To nie był koniec tego strasznego, przynajmniej dla niektórych, dnia. Nie wiem dlaczego, nikt nie podejrzewał, iż żołnierze Palatynatu mogą przejść do natarcia. Wszyscy wyobrażali sobie, że skoro na linię dotarły już oddziały cesarskiej piechoty, kompanie najemników oraz lekka jazda, to wróg nie będzie na tyle szalony, by tak wielkie siły zaatakować. Okazało się jednak, że palatyn Duvarre czy też dowodzący jego armią generałowie byli szaleni. Zaatakowali.
Noc jest najlepszą porą do przeprowadzenia szturmu. W nocy nikt nie wie, przeciw komu ma walczyć, jak liczne są siły przeciwnika i skąd nadchodzą. W nocy rządzą Strach i Trwoga, dwaj synowie boga wojny. Noc jest pełna tratowanych namiotów, krzyków przerażenia, świateł pochodni gasnących w błocie i wrzasku konających. W nocy rozbijasz toporem łeb krewniaka i omijasz ostrzem gardło wroga.
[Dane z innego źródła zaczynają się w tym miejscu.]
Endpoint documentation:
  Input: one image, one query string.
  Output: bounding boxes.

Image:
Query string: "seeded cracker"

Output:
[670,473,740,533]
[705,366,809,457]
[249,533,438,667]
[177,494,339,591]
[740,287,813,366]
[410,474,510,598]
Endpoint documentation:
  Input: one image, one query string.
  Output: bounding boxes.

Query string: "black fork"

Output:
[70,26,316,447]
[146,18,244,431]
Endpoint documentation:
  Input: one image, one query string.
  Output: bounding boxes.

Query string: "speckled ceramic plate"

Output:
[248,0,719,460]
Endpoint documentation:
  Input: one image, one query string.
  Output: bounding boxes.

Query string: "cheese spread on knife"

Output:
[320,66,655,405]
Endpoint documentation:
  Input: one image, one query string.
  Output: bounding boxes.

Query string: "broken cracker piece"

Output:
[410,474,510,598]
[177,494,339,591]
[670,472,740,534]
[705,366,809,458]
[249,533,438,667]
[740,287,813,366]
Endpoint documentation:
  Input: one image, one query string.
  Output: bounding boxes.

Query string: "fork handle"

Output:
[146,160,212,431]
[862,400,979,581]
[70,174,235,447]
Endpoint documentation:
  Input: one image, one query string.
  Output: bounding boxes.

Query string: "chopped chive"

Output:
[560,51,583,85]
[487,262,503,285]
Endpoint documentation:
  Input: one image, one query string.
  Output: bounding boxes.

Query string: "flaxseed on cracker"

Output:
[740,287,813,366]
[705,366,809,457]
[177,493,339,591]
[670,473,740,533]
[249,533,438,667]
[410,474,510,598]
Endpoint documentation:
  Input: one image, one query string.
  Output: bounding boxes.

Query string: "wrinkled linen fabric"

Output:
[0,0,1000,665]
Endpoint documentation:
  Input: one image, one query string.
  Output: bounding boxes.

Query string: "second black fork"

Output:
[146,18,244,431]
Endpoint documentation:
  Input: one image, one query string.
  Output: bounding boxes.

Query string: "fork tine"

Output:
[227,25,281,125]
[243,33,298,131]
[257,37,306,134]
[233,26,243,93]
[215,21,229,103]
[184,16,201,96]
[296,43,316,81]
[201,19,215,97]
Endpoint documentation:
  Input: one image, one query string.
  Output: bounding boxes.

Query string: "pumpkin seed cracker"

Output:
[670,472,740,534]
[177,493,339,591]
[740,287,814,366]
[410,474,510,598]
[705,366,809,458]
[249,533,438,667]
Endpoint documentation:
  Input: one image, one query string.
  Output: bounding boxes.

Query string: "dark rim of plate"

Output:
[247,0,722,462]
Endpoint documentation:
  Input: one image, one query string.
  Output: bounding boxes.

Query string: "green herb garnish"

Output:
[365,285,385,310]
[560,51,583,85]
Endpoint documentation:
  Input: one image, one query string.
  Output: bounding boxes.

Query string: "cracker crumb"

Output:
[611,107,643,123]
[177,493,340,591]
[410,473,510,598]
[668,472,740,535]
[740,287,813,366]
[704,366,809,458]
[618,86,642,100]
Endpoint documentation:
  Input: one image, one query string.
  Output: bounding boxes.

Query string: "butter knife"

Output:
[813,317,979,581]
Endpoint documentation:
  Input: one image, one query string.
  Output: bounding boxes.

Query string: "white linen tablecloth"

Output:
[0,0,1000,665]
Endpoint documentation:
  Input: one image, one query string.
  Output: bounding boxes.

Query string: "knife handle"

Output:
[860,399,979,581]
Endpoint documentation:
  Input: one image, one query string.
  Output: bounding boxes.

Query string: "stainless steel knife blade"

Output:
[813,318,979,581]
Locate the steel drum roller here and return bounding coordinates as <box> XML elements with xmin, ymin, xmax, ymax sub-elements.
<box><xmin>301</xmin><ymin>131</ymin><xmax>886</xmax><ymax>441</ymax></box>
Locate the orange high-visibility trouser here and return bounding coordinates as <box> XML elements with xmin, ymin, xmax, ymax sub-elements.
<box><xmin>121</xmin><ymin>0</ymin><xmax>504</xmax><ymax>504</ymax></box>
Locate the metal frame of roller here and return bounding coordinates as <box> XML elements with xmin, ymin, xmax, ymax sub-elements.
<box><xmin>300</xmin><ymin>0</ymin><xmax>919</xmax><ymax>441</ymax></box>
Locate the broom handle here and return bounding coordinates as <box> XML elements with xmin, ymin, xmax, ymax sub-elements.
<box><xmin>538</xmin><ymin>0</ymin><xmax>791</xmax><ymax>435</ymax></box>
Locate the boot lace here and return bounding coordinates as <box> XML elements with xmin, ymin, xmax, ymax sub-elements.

W nocy słyszysz głos: „Ratuj, przyjacielu" i nie wiesz, czy woła wróg, czy sprzymierzeniec. W nocy zaplątujesz się w sznurach od namiotu, a potem spostrzegasz, że to nie sznury, lecz wywleczone ludzkie jelita.
– Do mnie! – zakrzyknąłem, machając pochodnią. – Do mnie, skurwysyny!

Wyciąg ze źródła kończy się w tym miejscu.